Write A Letter To Yourself, About Yourself

OK, I know, that sounds hella vain, but hear me out: Writing love letters to and from yourself can be awkward, so instead, consider this a documentation of your best self in ink. Emily Larson, coordinator for the World Positive Education Accelerator (WPEA) and executive director of International Positive Education Association (IPEA), tells Elite Daily that putting this exact activity into practice, by detailing a time you felt your absolute best self, could be a great way to identify your strengths and turn your mood around.

"Write a letter about a time that you were at your best — see if you used any of your strengths," she suggests. "Go back through and try to uncover any commonalities; these might be good clues to your 'well-being ingredients' or the things that help you flourish."

Keep this letter, Larson says, and refer to it whenever you feel as though your emotions are starting to shift. Store a copy at home, at work, even in your gym bag, so you always have it readily available whenever necessary.

Forgive Yourself For Giving In, And Move On

It's pretty amazing when you realize just how much control you really do have over your emotions, and that all it takes is one positive thought to change your entire mood. When you can do that, it's definitely a pat-on-the-back kind of moment, but if you can't, and suddenly you're falling down the dark rabbit hole with your best friend who can't stop sulking about how bad her life sucks, don't be too hard on yourself.

Under these circumstances, Silva says the best thing you can do is to first allow yourself to feel whatever it is you're feeling, but ultimately, let it go. "Accept that change can happen if the person a) wants it, or b) life forces it on them," she tells Elite Daily. "If you change your perspective and circumstances, you can change your outcomes."

Take Care Of Your Physical Health, Too

According to the Canadian Mental Health Association of Ontario, mental and physical health are "fundamentally linked." In other words, poor physical health can lead to poor mental health, and vice-versa. So in order to keep unhappiness levels at an all-time low, self-pampering is amazing, sure, but even just basic acts of self-care can go a long way.
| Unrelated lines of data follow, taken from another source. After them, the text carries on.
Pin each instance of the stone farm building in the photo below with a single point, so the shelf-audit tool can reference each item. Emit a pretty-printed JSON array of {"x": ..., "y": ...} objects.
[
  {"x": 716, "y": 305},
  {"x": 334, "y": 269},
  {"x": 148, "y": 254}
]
Poppy Jamie, founder of the Happy Not Perfect app, would go as far as to say that your mental well-being is "crucial in avoiding unhappiness." She tells Elite Daily that following certain habits — like making sure you're clocking in eight hours of sleep per night, exercising regularly to boost endorphins, spending time outdoors to soak up some vitamin D, and eating foods high in probiotics to guarantee a healthy gut — can often be all it takes to bring balance back into your life and feel stronger mentally, as well as physically.

Recognize The Difference Between Your Feelings And Someone Else's

It's important to note that there is a difference between feeling for someone and feeling like someone. I know myself, and any time my husband is stressed out or upset, I start off feeling for him, but the more I'm around his pain, the more I start feel it, too. Empathy isn't necessarily a bad thing; it's wonderful to have compassion for others, but you also have to know where to draw the line, and how to identify what emotions are true to you, and what you might be picking up on from those around you.
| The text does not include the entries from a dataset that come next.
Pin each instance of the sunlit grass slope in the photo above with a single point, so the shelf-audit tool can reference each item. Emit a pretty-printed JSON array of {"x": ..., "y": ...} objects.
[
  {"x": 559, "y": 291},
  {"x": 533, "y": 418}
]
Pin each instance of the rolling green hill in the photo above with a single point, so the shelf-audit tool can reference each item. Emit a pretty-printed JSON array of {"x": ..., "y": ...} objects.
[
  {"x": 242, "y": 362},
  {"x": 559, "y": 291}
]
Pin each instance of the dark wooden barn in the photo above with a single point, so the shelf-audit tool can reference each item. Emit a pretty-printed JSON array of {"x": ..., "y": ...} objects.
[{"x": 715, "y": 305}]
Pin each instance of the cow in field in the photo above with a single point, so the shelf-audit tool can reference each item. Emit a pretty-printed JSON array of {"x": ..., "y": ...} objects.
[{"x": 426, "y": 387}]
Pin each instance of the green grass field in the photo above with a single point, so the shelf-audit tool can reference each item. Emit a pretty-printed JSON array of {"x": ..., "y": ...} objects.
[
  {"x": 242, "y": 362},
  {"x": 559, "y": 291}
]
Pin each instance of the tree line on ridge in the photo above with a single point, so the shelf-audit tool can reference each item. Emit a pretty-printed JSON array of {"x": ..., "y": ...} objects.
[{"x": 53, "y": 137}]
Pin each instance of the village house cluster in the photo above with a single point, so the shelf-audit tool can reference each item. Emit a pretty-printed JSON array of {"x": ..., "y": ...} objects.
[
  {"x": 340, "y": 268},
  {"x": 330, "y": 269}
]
Dr. Carolina Castaños, Ph.D, founder of MovingOn, the first interactive program designed to help people overcome heartbreak, says that, ultimately, being in touch with your feelings, emotions, and needs has to come first. "Recognize them and take care of yourself," she tells Elite Daily. "Notice how you feel, what you think, and how you behave. Realize if there are inconsistencies, and see how you can find a way to inner harmony."

In other words, know who you are and how you relate to situations. If your reaction isn't matching up with your true persona, you're probably taking on someone else's strife, and the best thing you can do is separate yourself emotionally so you can help your loved one cope efficiently.